Otfried Preußler, der Autor des „Räuber Hotzenplotz“, hat eine ganze Vielzahl von Kinderbüchern geschrieben. Insgesamt sind es 52 Werke, von denen ihr vielleicht schon mal gehört habt oder die ihr vielleicht auch in eurem Bücherregal findet. Da sind „Die kleine Hexe“, „Das kleine Gespenst“ oder auch „Kater Mikesch“. Sein erstes bekanntes Kinderbuch war übrigens „Der kleine Wassermann“. Es erzählt die Geschichte von einem lustigen kleinen Gesellen mit grünen Haaren und grünen Schwimmhäuten, der im Mühlenweiher mit seinem Freund, dem Karpfen Cyprinus, vielerlei Abenteuer erlebt. Die Geschichte schrieb Otfried Preußler bereits 1956. Damals war der Schriftsteller bereits 33 Jahre alt. Geboren wurde der weltbekannte Kinderbuchautor im Jahr 1923 im tschechischen Liberec. In dem Ort am Rande des Riesengebirges wohnten viele Deutsche, die nannten ihre Stadt Reichenberg. Otfrieds Eltern waren beide Lehrer. Sein Vater sammelte darüber hinaus viele Sagen und Geschichten aus der Heimat. Oft durfte der junge Otfried den Vater begleiten und erfuhr hier viele Erzählungen aus den dunklen Wäldern des Iser- und des Riesengebirges. In diesen Geschichten spielten Hexen, Geister, Räuber und Wassermänner immer wieder eine Rolle.

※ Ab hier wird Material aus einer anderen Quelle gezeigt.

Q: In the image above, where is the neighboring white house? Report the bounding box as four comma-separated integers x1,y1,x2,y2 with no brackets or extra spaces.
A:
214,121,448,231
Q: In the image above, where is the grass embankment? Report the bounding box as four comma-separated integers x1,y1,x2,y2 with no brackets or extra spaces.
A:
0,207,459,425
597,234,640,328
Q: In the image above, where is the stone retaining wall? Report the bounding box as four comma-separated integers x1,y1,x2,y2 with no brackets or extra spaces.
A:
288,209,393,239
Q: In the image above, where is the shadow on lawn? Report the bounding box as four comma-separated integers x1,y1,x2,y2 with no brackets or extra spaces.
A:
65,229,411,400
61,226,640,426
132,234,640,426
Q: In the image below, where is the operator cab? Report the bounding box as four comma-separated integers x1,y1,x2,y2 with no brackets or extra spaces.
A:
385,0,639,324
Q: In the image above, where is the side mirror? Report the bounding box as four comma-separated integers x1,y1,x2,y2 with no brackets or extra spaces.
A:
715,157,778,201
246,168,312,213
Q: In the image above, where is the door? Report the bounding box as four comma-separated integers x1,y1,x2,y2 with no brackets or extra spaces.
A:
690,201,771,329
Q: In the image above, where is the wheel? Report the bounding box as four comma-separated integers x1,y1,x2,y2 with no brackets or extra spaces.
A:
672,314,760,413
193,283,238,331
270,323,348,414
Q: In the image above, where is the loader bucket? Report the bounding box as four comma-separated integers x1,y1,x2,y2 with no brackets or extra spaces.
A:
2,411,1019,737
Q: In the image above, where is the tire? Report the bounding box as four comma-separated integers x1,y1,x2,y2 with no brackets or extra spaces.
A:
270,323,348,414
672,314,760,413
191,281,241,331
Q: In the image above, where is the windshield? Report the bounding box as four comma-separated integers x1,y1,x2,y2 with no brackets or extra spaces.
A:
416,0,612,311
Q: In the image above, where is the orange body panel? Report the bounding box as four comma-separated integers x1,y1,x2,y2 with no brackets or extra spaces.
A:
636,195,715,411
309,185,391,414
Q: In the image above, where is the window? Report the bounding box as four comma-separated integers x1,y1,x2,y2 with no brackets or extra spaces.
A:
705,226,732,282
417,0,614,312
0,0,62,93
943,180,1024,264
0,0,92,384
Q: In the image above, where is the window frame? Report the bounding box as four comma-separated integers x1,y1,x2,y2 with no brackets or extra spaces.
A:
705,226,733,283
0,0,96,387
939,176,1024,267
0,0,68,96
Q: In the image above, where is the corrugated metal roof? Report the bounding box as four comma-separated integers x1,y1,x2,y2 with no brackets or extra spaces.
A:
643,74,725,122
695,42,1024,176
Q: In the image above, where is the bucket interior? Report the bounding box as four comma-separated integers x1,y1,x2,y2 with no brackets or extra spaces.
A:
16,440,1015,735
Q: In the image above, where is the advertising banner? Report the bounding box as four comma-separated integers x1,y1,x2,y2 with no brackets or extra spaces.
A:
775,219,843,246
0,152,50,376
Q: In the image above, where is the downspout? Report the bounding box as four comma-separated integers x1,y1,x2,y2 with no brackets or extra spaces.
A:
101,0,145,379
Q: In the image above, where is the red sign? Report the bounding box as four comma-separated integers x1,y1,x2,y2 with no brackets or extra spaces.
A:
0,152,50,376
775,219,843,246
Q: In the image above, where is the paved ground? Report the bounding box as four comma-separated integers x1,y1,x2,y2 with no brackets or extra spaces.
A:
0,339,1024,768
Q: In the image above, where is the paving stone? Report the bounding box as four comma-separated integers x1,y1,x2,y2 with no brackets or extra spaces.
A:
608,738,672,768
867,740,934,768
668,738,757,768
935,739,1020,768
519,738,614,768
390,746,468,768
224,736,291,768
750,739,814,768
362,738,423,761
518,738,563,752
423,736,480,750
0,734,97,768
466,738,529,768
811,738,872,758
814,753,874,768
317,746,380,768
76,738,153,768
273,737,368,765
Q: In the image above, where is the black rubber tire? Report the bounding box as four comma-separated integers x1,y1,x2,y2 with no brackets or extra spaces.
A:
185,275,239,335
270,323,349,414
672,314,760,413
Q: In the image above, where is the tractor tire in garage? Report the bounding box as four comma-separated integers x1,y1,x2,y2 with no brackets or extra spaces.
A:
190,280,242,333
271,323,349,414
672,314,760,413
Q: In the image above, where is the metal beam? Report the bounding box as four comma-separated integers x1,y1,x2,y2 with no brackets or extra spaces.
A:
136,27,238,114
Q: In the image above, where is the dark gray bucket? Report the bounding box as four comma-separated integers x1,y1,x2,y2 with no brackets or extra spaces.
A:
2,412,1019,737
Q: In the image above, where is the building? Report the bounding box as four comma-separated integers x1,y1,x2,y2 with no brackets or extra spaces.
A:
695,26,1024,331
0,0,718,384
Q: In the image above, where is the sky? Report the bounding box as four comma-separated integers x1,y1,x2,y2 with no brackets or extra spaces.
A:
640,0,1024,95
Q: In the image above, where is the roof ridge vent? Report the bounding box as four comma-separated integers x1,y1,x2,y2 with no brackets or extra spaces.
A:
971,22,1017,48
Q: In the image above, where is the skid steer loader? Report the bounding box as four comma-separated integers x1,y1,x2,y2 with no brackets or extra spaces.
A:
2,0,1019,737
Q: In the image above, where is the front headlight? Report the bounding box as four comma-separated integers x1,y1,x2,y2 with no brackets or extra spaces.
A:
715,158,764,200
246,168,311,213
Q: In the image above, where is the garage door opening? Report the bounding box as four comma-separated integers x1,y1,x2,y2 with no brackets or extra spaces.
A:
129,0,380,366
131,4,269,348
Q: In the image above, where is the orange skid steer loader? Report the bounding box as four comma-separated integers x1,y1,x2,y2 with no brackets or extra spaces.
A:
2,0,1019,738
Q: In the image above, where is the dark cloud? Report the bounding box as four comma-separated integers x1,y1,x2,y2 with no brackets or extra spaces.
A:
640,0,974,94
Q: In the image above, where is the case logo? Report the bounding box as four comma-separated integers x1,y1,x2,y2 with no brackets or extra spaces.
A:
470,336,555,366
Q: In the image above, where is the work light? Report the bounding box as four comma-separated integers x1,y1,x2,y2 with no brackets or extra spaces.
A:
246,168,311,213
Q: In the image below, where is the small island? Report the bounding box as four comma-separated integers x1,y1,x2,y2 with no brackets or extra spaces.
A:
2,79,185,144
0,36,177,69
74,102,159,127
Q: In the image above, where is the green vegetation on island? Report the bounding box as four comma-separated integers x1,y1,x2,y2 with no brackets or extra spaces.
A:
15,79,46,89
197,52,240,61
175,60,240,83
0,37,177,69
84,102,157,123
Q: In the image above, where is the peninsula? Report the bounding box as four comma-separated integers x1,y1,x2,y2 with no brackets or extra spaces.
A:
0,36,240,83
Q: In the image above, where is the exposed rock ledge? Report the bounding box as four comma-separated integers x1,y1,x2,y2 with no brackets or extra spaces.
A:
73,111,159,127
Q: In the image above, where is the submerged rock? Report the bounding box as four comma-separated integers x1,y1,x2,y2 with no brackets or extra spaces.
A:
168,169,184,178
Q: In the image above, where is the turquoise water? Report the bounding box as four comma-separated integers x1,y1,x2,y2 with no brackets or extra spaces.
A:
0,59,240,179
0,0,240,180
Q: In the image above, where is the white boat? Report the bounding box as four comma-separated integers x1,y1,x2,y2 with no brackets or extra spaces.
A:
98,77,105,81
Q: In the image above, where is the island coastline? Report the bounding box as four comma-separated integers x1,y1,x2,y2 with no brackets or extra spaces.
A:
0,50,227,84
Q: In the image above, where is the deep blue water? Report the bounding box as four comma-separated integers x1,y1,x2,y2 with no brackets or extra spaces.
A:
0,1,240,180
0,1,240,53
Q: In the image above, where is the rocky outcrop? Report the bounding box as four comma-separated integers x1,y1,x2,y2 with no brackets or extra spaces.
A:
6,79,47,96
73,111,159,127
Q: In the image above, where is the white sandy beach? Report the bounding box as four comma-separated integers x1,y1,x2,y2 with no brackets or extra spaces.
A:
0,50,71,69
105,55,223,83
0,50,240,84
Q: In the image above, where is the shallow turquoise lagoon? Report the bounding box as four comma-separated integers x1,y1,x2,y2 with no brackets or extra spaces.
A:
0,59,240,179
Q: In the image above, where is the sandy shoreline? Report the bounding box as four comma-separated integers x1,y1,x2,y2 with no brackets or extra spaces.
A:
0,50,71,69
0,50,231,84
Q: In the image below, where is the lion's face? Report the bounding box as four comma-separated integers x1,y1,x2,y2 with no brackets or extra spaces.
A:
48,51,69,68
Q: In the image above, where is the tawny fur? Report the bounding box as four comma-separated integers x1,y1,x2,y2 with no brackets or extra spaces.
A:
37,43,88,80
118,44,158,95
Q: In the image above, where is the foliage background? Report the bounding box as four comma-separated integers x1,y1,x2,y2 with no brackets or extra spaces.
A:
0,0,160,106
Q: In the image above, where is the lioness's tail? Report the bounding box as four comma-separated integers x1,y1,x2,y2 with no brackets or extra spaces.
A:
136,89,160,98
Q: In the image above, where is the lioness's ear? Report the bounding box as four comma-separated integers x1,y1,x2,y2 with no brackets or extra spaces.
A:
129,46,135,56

Auch die Großmutter Otfried Preußlers hatte ein unendlich großes „Geschichtenbuch“ in ihrem Kopf. Immer wieder erzählte sie dem Jungen Sagen und Abenteuer aus seiner Heimat – Erzählungen, die er sich merkte und später bei seinen Kinderbüchern verarbeitete. Dabei halfen ihm seine drei kleinen Töchter. Ihnen musste er zum Einschlafen Abend für Abend eine Geschichte erzählen – das „Büchermachen“ ging dann ganz einfach, er musste diese erzählten Geschichten nur noch aufschreiben. Dem kleinen Wassermann folgte die kleine Hexe und schließlich 1962 „Der Räuber Hotzenplotz“.
Gut war es, dass Otfried Preußler in seinem Geburtsort Liberec auch Tschechisch gelernt hatte, so konnte er im Jahr des Erscheinens vom Räuber Hotzenplotz auch das Kinderbuch des tschechischen Zeichners und Schriftstellers Josef Lada, „Kocour Mikeš“ ins Deutsche übertragen. Als die Geschichten vom „Kater Mikesch“ kam dieses Buch als Stück des Augsburger Puppentheaters als erstes Werk Otfried Preußlers ins Fernsehen.
Heute gibt es neben dem „Jubilar“, dem 60-jährigen Hotzenplotz, fast alle Bücher im Buchladen oder in Bibliotheken, schaut euch doch einmal um – und viel Spaß beim Lesen.